Even worse: since the Loeschian numbers include all the squares, and thus the square root of ratios includes all rational numbers, which are dense among the reals, every single positive real number provides a near-coincident pair of lattices!
Here's a series of increasingly good lattices for $a_1/a_2 = \pi$.

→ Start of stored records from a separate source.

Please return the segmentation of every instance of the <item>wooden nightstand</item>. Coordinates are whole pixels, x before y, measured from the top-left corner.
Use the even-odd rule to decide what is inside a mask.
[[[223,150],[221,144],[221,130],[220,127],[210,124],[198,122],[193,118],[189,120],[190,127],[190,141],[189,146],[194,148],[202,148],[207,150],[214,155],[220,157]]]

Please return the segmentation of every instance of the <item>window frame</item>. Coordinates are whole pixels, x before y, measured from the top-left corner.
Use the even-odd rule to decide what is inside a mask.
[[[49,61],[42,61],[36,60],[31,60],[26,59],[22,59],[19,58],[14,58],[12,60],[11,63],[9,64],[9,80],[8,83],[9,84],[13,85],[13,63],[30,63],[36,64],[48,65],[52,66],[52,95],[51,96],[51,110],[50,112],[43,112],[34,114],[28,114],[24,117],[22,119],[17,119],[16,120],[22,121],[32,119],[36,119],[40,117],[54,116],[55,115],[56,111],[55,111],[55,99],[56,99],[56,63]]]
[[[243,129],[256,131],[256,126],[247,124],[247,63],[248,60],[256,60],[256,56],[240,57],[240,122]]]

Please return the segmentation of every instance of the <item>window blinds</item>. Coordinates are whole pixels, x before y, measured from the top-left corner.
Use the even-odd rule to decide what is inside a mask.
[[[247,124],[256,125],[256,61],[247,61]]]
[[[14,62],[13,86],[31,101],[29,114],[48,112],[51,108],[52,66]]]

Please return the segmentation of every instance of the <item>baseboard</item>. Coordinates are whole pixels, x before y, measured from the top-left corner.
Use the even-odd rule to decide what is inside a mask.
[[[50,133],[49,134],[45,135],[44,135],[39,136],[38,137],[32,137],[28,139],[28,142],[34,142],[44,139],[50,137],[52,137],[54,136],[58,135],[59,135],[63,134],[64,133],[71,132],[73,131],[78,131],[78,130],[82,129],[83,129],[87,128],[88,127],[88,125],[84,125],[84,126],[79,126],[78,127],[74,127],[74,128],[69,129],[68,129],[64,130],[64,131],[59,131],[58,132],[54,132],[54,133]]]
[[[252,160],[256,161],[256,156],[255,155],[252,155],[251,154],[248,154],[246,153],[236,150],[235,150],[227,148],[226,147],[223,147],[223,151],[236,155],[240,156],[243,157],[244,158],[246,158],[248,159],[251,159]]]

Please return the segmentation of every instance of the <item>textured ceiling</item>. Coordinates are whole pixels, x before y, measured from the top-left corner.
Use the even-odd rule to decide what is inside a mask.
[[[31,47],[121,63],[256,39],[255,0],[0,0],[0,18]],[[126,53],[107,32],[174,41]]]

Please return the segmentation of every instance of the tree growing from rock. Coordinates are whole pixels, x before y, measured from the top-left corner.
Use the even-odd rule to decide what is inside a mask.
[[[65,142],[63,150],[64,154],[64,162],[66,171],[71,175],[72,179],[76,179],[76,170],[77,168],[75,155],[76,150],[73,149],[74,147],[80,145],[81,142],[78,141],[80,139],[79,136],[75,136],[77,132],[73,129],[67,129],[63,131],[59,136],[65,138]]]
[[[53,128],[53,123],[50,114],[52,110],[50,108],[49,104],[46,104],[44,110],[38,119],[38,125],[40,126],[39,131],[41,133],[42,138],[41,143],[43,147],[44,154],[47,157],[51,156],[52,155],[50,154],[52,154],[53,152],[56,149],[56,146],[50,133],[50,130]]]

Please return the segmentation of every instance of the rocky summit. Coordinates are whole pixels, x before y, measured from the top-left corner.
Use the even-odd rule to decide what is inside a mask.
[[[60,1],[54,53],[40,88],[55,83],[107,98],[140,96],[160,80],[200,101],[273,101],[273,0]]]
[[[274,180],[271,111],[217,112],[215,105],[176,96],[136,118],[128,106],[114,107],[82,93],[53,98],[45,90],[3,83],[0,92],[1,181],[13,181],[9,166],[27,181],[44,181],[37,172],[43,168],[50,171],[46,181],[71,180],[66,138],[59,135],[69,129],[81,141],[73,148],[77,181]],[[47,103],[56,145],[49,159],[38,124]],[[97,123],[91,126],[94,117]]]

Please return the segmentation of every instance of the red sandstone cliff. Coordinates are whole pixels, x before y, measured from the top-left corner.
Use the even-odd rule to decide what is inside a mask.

1 (1, 0), 7 (2, 1) 0.40994348586990825
1 (1, 0), 9 (3, 0) 0.09662271123215094
3 (1, 1), 28 (4, 2) 0.057457614402431245
3 (1, 1), 31 (5, 1) 0.04487699344296536
4 (2, 0), 39 (5, 2) 0.012267118060447002
13 (3, 1), 127 (7, 6) 0.010274466253241465
13 (3, 1), 129 (8, 5) 0.005388703766188607
21 (4, 1), 208 (12, 4) 0.0035495556592474165
25 (5, 0), 247 (11, 7) 0.0010521861245589292
49 (5, 3), 484 (22, 0) 0.0008045131128543437
52 (6, 2), 513 (21, 3) 0.0004277365626641494
67 (7, 2), 661 (20, 9) 0.00039863067017686937
84 (8, 2), 829 (20, 13) 5.641699819802781e-05
Here I illustrate $\pi \approx \sqrt{\frac{247}{25}}$. The error is just over one part in 1000, which means that if I'd actually drawn the magenta point as two separate points, you wouldn't be able to tell at this scale.